I know how to nondimensionalize a PDE with constant coefficients. For example, if you have a simple diffusion equation on $\Omega \in \mathbb{R}^2$ \begin{equation} \partial_t u = D \Delta u . \end{equation} You introduce the dimensionless variables $\overline{x}= \dfrac{x}{L}$ and $\overline{t} = \dfrac{ t}{\tau}$ where $L$ and $\tau$ are length and time scales. Then, with a little bit of abuse of notation, we get the dimensionless equation \begin{equation} \partial_{t} c = \dfrac{D \tau}{L^2} \Delta c. \end{equation} Now the parameter $\dfrac{D \tau}{L^2}$ is also non-dimensional.
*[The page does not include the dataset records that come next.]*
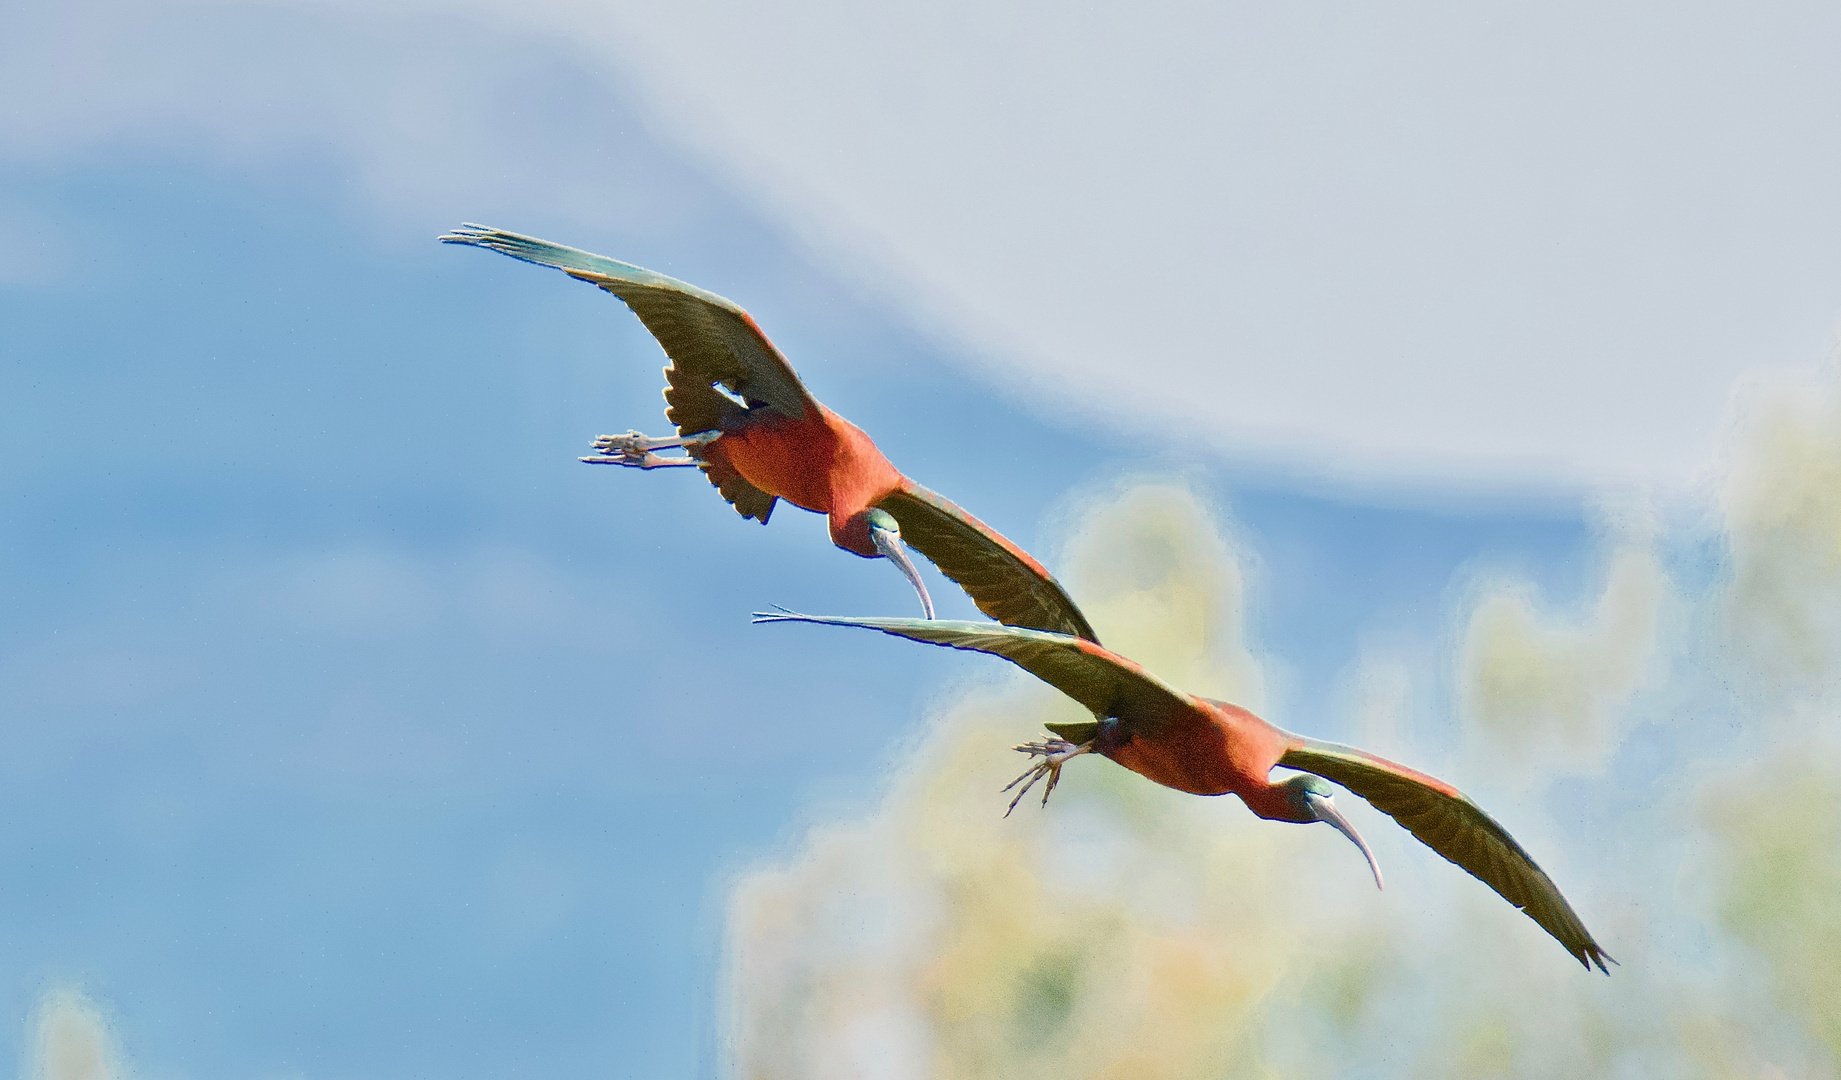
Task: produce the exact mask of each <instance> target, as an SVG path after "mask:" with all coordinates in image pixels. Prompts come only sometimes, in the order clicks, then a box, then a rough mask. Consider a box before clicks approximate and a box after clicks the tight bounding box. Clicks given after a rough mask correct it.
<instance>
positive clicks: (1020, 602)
mask: <svg viewBox="0 0 1841 1080" xmlns="http://www.w3.org/2000/svg"><path fill="white" fill-rule="evenodd" d="M876 506H878V508H882V510H887V511H889V513H891V515H893V517H895V523H897V524H900V526H902V541H906V543H908V545H909V546H913V548H915V550H919V552H921V554H922V556H926V557H928V559H932V561H933V565H935V567H939V572H941V574H946V576H948V578H952V580H954V581H955V583H957V585H959V587H961V589H965V591H967V592H968V594H970V596H972V602H974V603H978V609H979V611H983V613H985V615H989V616H990V618H994V620H998V622H1002V624H1005V626H1022V627H1027V629H1046V631H1051V633H1064V635H1073V637H1083V638H1086V640H1097V638H1095V635H1094V627H1092V626H1088V622H1086V616H1084V615H1081V609H1079V607H1075V605H1073V600H1070V598H1068V591H1066V589H1062V587H1060V583H1059V581H1055V578H1053V576H1051V574H1049V572H1048V570H1046V569H1044V567H1042V563H1038V561H1035V559H1033V557H1029V552H1025V550H1022V548H1020V546H1016V545H1013V543H1011V541H1007V539H1003V534H1000V532H998V530H994V528H990V526H989V524H985V523H981V521H978V519H976V517H972V515H970V513H967V511H963V510H959V508H957V506H954V504H952V502H950V500H946V499H943V497H941V495H935V493H933V491H928V489H926V488H922V486H919V484H915V482H913V480H906V482H904V486H902V488H900V489H898V491H895V493H893V495H889V497H887V499H884V500H882V502H878V504H876Z"/></svg>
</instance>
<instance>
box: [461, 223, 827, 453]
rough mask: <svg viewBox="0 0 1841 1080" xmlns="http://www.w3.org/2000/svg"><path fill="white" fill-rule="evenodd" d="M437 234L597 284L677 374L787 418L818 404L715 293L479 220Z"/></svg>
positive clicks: (589, 253)
mask: <svg viewBox="0 0 1841 1080" xmlns="http://www.w3.org/2000/svg"><path fill="white" fill-rule="evenodd" d="M440 239H442V243H464V245H473V247H482V248H492V250H495V252H501V254H506V256H512V258H514V259H525V261H527V263H538V265H541V267H556V269H558V270H563V272H565V274H569V276H571V278H580V280H584V281H591V283H595V285H600V287H602V289H606V291H608V293H613V294H615V296H619V298H620V300H624V302H626V305H628V307H631V309H633V315H637V316H639V320H641V322H644V324H646V329H650V331H652V337H655V339H659V344H661V346H665V353H666V355H668V357H670V359H672V366H674V368H676V370H677V372H679V373H681V375H687V377H690V379H696V381H700V383H703V386H711V385H714V383H722V385H724V386H727V388H729V392H731V394H738V396H740V397H742V399H746V401H749V403H755V401H758V403H766V405H771V407H773V408H775V410H777V412H782V414H784V416H786V418H788V419H799V418H801V416H805V414H806V410H808V408H812V407H814V405H816V403H814V401H812V397H810V394H806V390H805V386H803V385H801V383H799V375H795V373H793V370H792V364H788V362H786V357H782V355H781V351H779V350H777V348H773V342H770V340H768V335H764V333H760V327H758V326H755V320H753V318H749V316H747V313H746V311H742V309H740V307H738V305H736V304H733V302H729V300H724V298H722V296H716V294H714V293H705V291H703V289H698V287H696V285H689V283H685V281H679V280H677V278H666V276H665V274H655V272H652V270H646V269H643V267H635V265H631V263H622V261H619V259H609V258H604V256H596V254H591V252H584V250H578V248H571V247H563V245H556V243H550V241H543V239H536V237H530V236H519V234H515V232H503V230H497V228H484V226H479V224H466V226H462V228H457V230H455V232H449V234H447V236H444V237H440ZM701 431H709V429H701ZM687 434H689V432H687Z"/></svg>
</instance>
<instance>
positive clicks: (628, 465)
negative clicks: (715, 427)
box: [580, 431, 722, 469]
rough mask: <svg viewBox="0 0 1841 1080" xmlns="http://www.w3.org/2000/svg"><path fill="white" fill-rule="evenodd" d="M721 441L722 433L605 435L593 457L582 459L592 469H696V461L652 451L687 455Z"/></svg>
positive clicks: (598, 440) (630, 433)
mask: <svg viewBox="0 0 1841 1080" xmlns="http://www.w3.org/2000/svg"><path fill="white" fill-rule="evenodd" d="M718 438H722V432H720V431H700V432H696V434H683V436H666V438H654V436H650V434H639V432H637V431H630V432H626V434H604V436H600V438H596V440H595V451H596V453H593V454H589V456H585V458H580V460H582V462H587V464H589V465H628V467H631V469H665V467H670V465H694V464H698V460H696V458H690V456H681V458H666V456H661V454H655V453H652V451H663V449H670V447H685V449H687V451H692V449H698V447H707V445H709V443H712V442H716V440H718Z"/></svg>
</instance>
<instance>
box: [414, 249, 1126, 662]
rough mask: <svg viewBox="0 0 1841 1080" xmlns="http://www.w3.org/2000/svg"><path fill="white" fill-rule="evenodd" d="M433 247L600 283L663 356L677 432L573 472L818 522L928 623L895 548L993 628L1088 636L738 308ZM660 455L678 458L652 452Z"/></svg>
mask: <svg viewBox="0 0 1841 1080" xmlns="http://www.w3.org/2000/svg"><path fill="white" fill-rule="evenodd" d="M440 239H442V241H444V243H458V245H473V247H482V248H490V250H495V252H501V254H506V256H512V258H515V259H525V261H527V263H538V265H543V267H556V269H558V270H563V272H565V274H569V276H571V278H578V280H582V281H589V283H591V285H600V287H602V289H606V291H608V293H613V294H615V296H619V298H620V300H624V302H626V305H628V307H631V309H633V315H637V316H639V320H641V322H643V324H644V326H646V329H648V331H652V337H655V339H657V340H659V344H661V346H663V348H665V353H666V357H670V364H668V366H666V368H665V383H666V386H665V403H666V408H665V418H666V419H668V421H670V423H674V425H676V427H677V434H676V436H659V438H654V436H644V434H641V432H637V431H630V432H626V434H613V436H600V438H598V440H595V449H596V453H595V454H589V456H585V458H582V460H584V462H589V464H606V465H630V467H637V469H657V467H670V465H694V467H700V469H703V473H705V475H707V477H709V480H711V484H714V486H716V489H718V491H720V493H722V497H724V499H727V500H729V502H731V504H733V506H735V510H736V511H738V513H740V515H742V517H751V519H757V521H760V523H762V524H766V523H768V515H770V513H773V504H775V500H779V499H784V500H788V502H792V504H793V506H799V508H801V510H810V511H814V513H823V515H827V517H830V539H832V543H834V545H838V546H839V548H843V550H847V552H851V554H852V556H862V557H865V559H874V557H886V559H889V561H891V563H895V565H897V567H898V569H900V572H902V574H904V576H906V578H908V581H909V583H911V585H913V589H915V592H917V594H919V596H921V609H922V611H924V613H926V616H928V618H933V600H932V598H930V596H928V591H926V583H924V581H922V580H921V574H919V570H917V569H915V565H913V561H911V559H909V557H908V552H906V550H904V543H902V541H906V545H909V546H913V548H915V550H919V552H921V554H924V556H926V557H928V559H932V561H933V565H935V567H939V570H941V572H943V574H946V578H950V580H954V581H957V583H959V587H961V589H965V591H967V592H968V594H970V596H972V602H974V603H978V609H979V611H983V613H985V615H989V616H992V618H996V620H998V622H1003V624H1011V626H1024V627H1033V629H1044V631H1055V633H1068V635H1075V637H1081V638H1092V637H1094V627H1092V626H1088V622H1086V618H1084V616H1083V615H1081V609H1079V607H1075V605H1073V602H1071V600H1070V598H1068V594H1066V591H1062V587H1060V585H1059V583H1057V581H1055V578H1053V576H1049V572H1048V570H1046V569H1042V565H1040V563H1036V561H1035V559H1033V557H1029V554H1027V552H1024V550H1022V548H1018V546H1016V545H1013V543H1011V541H1007V539H1005V537H1003V535H1002V534H998V532H996V530H992V528H990V526H987V524H985V523H981V521H978V519H976V517H972V515H970V513H967V511H963V510H959V508H957V506H954V504H952V502H948V500H946V499H943V497H939V495H935V493H933V491H928V489H926V488H922V486H919V484H915V482H913V480H909V478H908V477H904V475H902V473H900V471H897V469H895V465H891V464H889V460H887V458H886V456H882V451H878V449H876V443H873V442H869V436H867V434H863V431H862V429H858V427H856V425H854V423H851V421H847V419H843V418H841V416H838V414H836V412H832V410H830V408H825V407H823V405H819V403H817V401H816V399H814V397H812V394H808V392H806V388H805V385H803V383H801V381H799V375H795V373H793V370H792V364H788V362H786V357H782V355H781V351H779V350H775V348H773V342H771V340H768V335H764V333H760V327H758V326H755V320H753V318H749V315H747V313H746V311H742V309H740V307H738V305H735V304H731V302H729V300H724V298H722V296H716V294H714V293H705V291H703V289H698V287H696V285H687V283H685V281H679V280H676V278H666V276H665V274H655V272H652V270H644V269H641V267H633V265H628V263H622V261H617V259H609V258H604V256H596V254H589V252H584V250H576V248H569V247H562V245H554V243H549V241H541V239H536V237H528V236H519V234H515V232H501V230H497V228H486V226H481V224H464V226H460V228H458V230H455V232H449V234H446V236H442V237H440ZM718 385H720V386H722V390H718ZM674 447H681V449H683V451H685V454H674V456H666V454H659V453H657V451H661V449H674Z"/></svg>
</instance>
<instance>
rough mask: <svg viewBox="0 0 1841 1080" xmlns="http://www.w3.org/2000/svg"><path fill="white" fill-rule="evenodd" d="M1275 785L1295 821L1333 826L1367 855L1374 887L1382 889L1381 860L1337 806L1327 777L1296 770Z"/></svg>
mask: <svg viewBox="0 0 1841 1080" xmlns="http://www.w3.org/2000/svg"><path fill="white" fill-rule="evenodd" d="M1279 787H1283V789H1285V795H1287V802H1289V804H1291V810H1292V815H1294V817H1292V819H1291V821H1296V822H1311V821H1322V822H1324V824H1331V826H1335V830H1337V832H1340V833H1342V835H1346V837H1349V839H1351V841H1353V843H1355V846H1357V848H1360V850H1362V856H1364V857H1366V859H1368V868H1370V870H1373V874H1375V889H1384V885H1381V863H1379V861H1375V854H1373V852H1372V850H1370V848H1368V841H1364V839H1362V833H1359V832H1355V826H1353V824H1351V822H1349V819H1348V817H1342V811H1340V810H1337V799H1335V795H1337V789H1335V787H1331V786H1329V780H1324V778H1322V776H1311V775H1309V773H1300V775H1296V776H1292V778H1291V780H1285V782H1283V784H1281V786H1279Z"/></svg>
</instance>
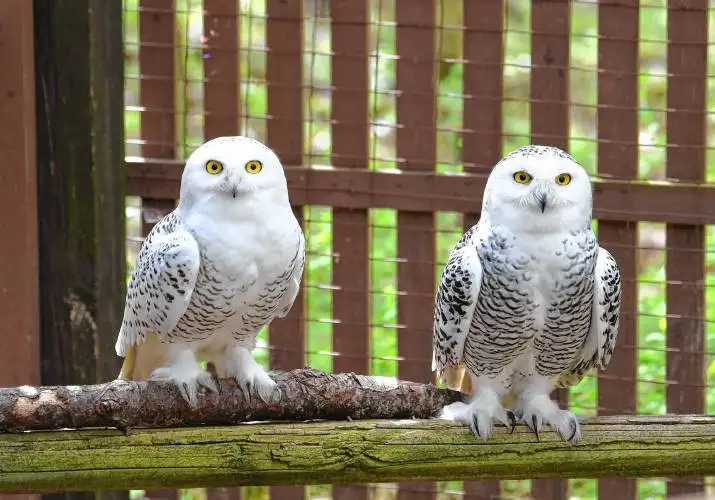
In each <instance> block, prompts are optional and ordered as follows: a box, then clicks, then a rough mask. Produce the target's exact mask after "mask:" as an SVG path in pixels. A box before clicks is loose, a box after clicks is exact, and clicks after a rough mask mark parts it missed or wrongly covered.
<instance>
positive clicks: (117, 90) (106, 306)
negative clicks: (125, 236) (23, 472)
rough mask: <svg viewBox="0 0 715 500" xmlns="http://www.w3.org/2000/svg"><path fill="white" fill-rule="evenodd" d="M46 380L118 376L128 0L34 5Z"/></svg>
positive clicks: (43, 365) (109, 378)
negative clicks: (121, 4) (122, 36)
mask: <svg viewBox="0 0 715 500" xmlns="http://www.w3.org/2000/svg"><path fill="white" fill-rule="evenodd" d="M34 13H35V25H36V29H35V57H36V68H37V69H36V71H37V87H38V90H37V92H38V100H37V103H38V106H37V129H38V153H37V163H38V167H37V168H38V181H39V190H38V192H39V212H40V228H39V235H40V282H41V289H40V306H41V309H40V311H41V352H42V360H43V363H42V381H43V383H45V384H62V383H73V384H81V383H94V382H97V381H100V380H108V379H112V378H114V377H115V376H116V375H117V373H118V370H119V361H120V359H119V358H118V357H117V356H116V354H115V352H114V343H115V341H116V334H117V330H118V328H119V325H120V323H121V319H122V314H123V310H124V306H123V299H124V283H125V275H124V271H125V256H124V255H125V252H124V247H125V241H124V234H125V227H124V225H125V223H124V169H123V168H122V164H123V163H122V162H123V158H124V117H123V112H124V110H123V102H124V101H123V99H124V97H123V81H124V78H123V71H124V70H123V67H124V63H123V46H122V6H121V2H105V1H104V0H82V1H76V0H38V1H36V2H34Z"/></svg>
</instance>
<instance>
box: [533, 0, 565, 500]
mask: <svg viewBox="0 0 715 500" xmlns="http://www.w3.org/2000/svg"><path fill="white" fill-rule="evenodd" d="M570 16H571V5H570V3H569V2H543V1H541V2H539V1H536V2H532V4H531V68H532V69H531V142H532V143H533V144H543V145H547V146H555V147H557V148H561V149H563V150H567V149H568V145H569V72H568V69H567V68H568V66H569V42H570V39H569V34H570V28H571V19H570ZM554 392H555V394H553V395H552V396H555V397H556V399H557V400H558V402H559V406H560V407H561V408H567V407H568V390H567V389H558V390H556V391H554ZM567 491H568V482H567V481H565V480H563V479H536V480H534V481H532V483H531V496H532V497H533V498H534V499H537V500H538V499H545V500H546V499H548V500H561V499H565V498H566V497H567Z"/></svg>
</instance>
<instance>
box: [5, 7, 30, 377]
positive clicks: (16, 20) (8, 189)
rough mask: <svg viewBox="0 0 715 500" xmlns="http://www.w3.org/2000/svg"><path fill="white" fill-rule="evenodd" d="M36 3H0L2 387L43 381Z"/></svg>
mask: <svg viewBox="0 0 715 500" xmlns="http://www.w3.org/2000/svg"><path fill="white" fill-rule="evenodd" d="M33 48H34V43H33V22H32V2H26V1H24V0H11V1H4V2H0V60H2V61H3V66H4V69H3V71H2V73H1V74H0V155H1V156H2V158H3V166H2V168H0V234H1V235H3V236H2V237H0V256H2V259H0V317H2V318H3V320H2V323H0V338H2V339H3V342H4V343H5V345H8V346H10V345H11V346H13V348H12V349H2V350H1V351H0V384H3V385H20V384H26V383H30V384H32V383H38V382H39V381H40V347H39V346H40V342H39V334H40V332H39V327H40V316H39V291H38V290H39V279H38V268H37V266H38V252H37V176H36V173H35V169H36V163H35V62H34V50H33Z"/></svg>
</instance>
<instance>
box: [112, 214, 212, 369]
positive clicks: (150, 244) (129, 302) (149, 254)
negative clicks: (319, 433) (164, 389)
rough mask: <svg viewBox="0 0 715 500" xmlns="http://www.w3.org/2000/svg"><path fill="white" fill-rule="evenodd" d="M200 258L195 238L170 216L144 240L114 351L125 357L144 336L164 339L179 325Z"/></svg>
mask: <svg viewBox="0 0 715 500" xmlns="http://www.w3.org/2000/svg"><path fill="white" fill-rule="evenodd" d="M200 262H201V257H200V254H199V246H198V243H197V242H196V240H195V239H194V237H193V236H192V235H191V234H190V233H189V232H188V231H186V230H184V229H182V228H181V225H180V224H179V221H178V216H177V215H176V213H175V212H172V213H170V214H169V215H167V216H166V217H164V218H163V219H162V220H161V221H159V223H157V224H156V225H155V226H154V228H153V229H152V231H151V232H150V233H149V235H148V236H147V238H146V240H145V241H144V244H143V245H142V249H141V251H140V252H139V255H138V257H137V263H136V267H135V268H134V272H133V273H132V278H131V281H130V282H129V286H128V288H127V299H126V305H125V307H124V319H123V320H122V326H121V329H120V331H119V336H118V338H117V344H116V346H115V349H116V351H117V354H118V355H119V356H125V355H126V353H127V349H128V347H129V346H132V345H134V344H137V343H141V342H143V341H144V340H145V338H146V335H147V334H153V333H156V334H157V335H158V336H159V339H161V338H162V337H164V336H165V335H166V334H167V333H168V332H169V331H171V330H172V329H173V328H174V327H175V326H176V324H177V323H178V322H179V319H180V318H181V316H182V315H183V314H184V313H185V312H186V308H187V307H188V305H189V302H190V301H191V295H192V293H193V290H194V286H195V285H196V277H197V275H198V272H199V266H200Z"/></svg>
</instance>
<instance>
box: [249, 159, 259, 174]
mask: <svg viewBox="0 0 715 500" xmlns="http://www.w3.org/2000/svg"><path fill="white" fill-rule="evenodd" d="M261 170H263V163H261V162H260V161H258V160H251V161H249V162H248V163H246V172H248V173H249V174H257V173H258V172H260V171H261Z"/></svg>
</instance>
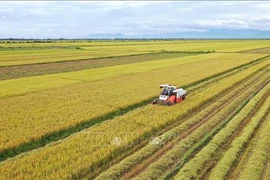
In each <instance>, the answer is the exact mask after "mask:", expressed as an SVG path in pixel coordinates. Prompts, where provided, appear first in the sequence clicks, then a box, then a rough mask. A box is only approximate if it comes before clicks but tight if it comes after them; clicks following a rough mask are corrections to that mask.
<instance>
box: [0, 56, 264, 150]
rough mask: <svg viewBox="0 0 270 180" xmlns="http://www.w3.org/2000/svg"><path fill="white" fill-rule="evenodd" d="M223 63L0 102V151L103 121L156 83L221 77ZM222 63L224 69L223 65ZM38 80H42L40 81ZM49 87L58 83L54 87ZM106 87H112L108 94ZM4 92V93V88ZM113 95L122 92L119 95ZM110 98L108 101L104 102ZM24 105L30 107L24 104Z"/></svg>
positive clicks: (200, 66) (227, 67) (139, 101)
mask: <svg viewBox="0 0 270 180" xmlns="http://www.w3.org/2000/svg"><path fill="white" fill-rule="evenodd" d="M226 62H227V61H226V60H224V62H223V61H222V60H220V61H216V60H215V59H213V60H209V61H204V62H197V63H196V64H197V65H198V67H197V70H196V71H191V69H193V64H186V65H182V66H179V67H178V66H176V67H172V68H169V69H160V70H155V71H147V72H143V73H139V74H131V75H128V76H121V77H117V78H114V79H113V81H112V80H111V79H104V80H102V81H95V82H88V83H87V82H84V83H78V84H76V85H73V86H72V87H71V86H64V87H59V88H54V89H48V90H43V91H40V92H36V93H27V94H25V95H23V96H15V97H9V98H3V99H0V105H1V107H2V108H1V109H0V114H1V117H2V119H1V120H0V122H1V123H2V124H5V128H4V129H3V130H2V131H1V132H0V134H1V138H0V142H1V143H0V145H1V146H0V150H4V149H8V148H13V147H16V146H18V145H20V144H23V143H28V142H30V141H32V140H36V139H39V138H42V137H43V136H46V135H48V134H50V133H52V132H57V131H60V130H62V129H67V128H71V127H74V126H75V125H77V124H79V123H82V122H86V121H91V120H92V119H94V118H98V117H100V116H106V114H108V113H110V112H113V111H117V110H118V109H119V108H125V107H128V106H129V105H131V104H135V103H140V102H142V101H144V100H147V99H149V98H152V97H153V96H155V95H156V94H158V91H159V89H158V88H156V85H157V84H160V83H161V82H160V79H163V80H164V81H167V82H172V83H174V84H179V85H186V84H190V83H192V82H195V81H198V80H200V79H202V78H206V77H208V76H211V75H213V74H216V73H219V72H222V71H224V70H226V69H228V68H231V66H232V65H234V64H226ZM223 63H224V64H223ZM221 64H223V65H222V66H221ZM225 64H226V66H225ZM267 64H269V61H268V60H267V61H265V62H262V63H259V64H258V65H255V66H253V67H252V69H249V70H248V73H252V72H255V71H257V70H258V69H260V68H261V67H264V66H265V65H267ZM210 66H211V67H212V68H213V70H212V71H208V70H207V69H206V68H205V67H210ZM168 71H170V72H172V76H166V74H167V73H168ZM177 76H185V79H178V78H175V77H177ZM153 77H155V78H153ZM137 79H140V81H138V80H137ZM40 81H42V80H41V79H40ZM44 82H46V81H44ZM123 82H125V85H124V86H115V84H123ZM53 83H54V84H57V82H53ZM47 84H49V83H47ZM33 86H35V84H33ZM108 87H110V89H109V90H108ZM6 88H7V89H8V87H6ZM28 88H31V87H28ZM26 89H27V88H26ZM101 92H102V93H101ZM117 92H121V96H119V94H118V93H117ZM93 94H94V95H93ZM96 94H98V95H99V96H96ZM108 98H109V99H110V101H107V99H108ZM29 100H31V101H29ZM25 102H28V103H27V104H25ZM10 129H16V131H10ZM4 142H5V143H4Z"/></svg>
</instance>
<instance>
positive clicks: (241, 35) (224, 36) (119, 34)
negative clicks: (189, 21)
mask: <svg viewBox="0 0 270 180" xmlns="http://www.w3.org/2000/svg"><path fill="white" fill-rule="evenodd" d="M86 38H93V39H116V38H241V39H244V38H249V39H250V38H263V39H267V38H270V31H262V30H253V29H247V30H231V29H217V30H208V31H205V32H198V31H186V32H179V33H165V34H144V35H138V36H126V35H124V34H122V33H116V34H91V35H89V36H87V37H86Z"/></svg>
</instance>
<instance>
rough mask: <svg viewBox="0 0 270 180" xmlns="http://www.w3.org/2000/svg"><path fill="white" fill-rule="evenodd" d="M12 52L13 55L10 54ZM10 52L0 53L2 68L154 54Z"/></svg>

In more complex equations, we divide by some parameters and make choices of $L$ and $\tau$ to reduce the number of parameters in the equation.
However, what if we have some variable parameters, for example, say the reaction-diffusion equation \begin{equation} \partial_t u - \nabla \cdot (D(x) \nabla u) + b(x) u = f(x). \end{equation} Where $D, b,$ and $f$ are all variable parameters. How do you nondimensionalize this equation?
You can nondimensionalize using 'characteristic' values (constants) of the variable diffusivities, etc, that carry the units of each variable. For example, consider $D_0$, $b_0$, $f_0$ to be characteristic values of $D$, $b$, and $f$, then nondimensionalizing would result in $$ \frac{d\bar u}{d\bar t} = \left[\frac{D_0\tau}{L^2}\right]\nabla\cdot(\bar D(\bar x)\nabla\bar u) + [b_0\tau] \bar b(\bar x) \bar u = \left[\frac{\tau f_0}{u_0}\right] \bar f(\bar x) $$ where $\bar D(\bar x) = D(x)/D_0$, $\bar b(\bar x) = b(x)/b_0$, $\bar f(\bar x) = f(x)/f_0$ are all dimensionless functions. I've also included the scale for $u$ here ($\bar u = u/u_0$).
By nondimensionalizing with respect to a characteristic value you will have set some property of the dimensionless functions. For example, if $D_0$ is defined to be the average value of $D$ over the interval, then the average value of $\bar D$ is $1$. If instead $D_0$ is the value at a boundary, then $\bar D$ at the boundary will be $1$.
As you say you could then choose $\tau$ to set one of these non dimensional groups to one, and then the others will be non dimensional parameters measuring the relative importance of the other terms (if you can choose $L$, and/or $u_0$ you can set the other groups to $1$, but it might make more sense to set these by initial/boundary conditions and domain size, depending on your problem).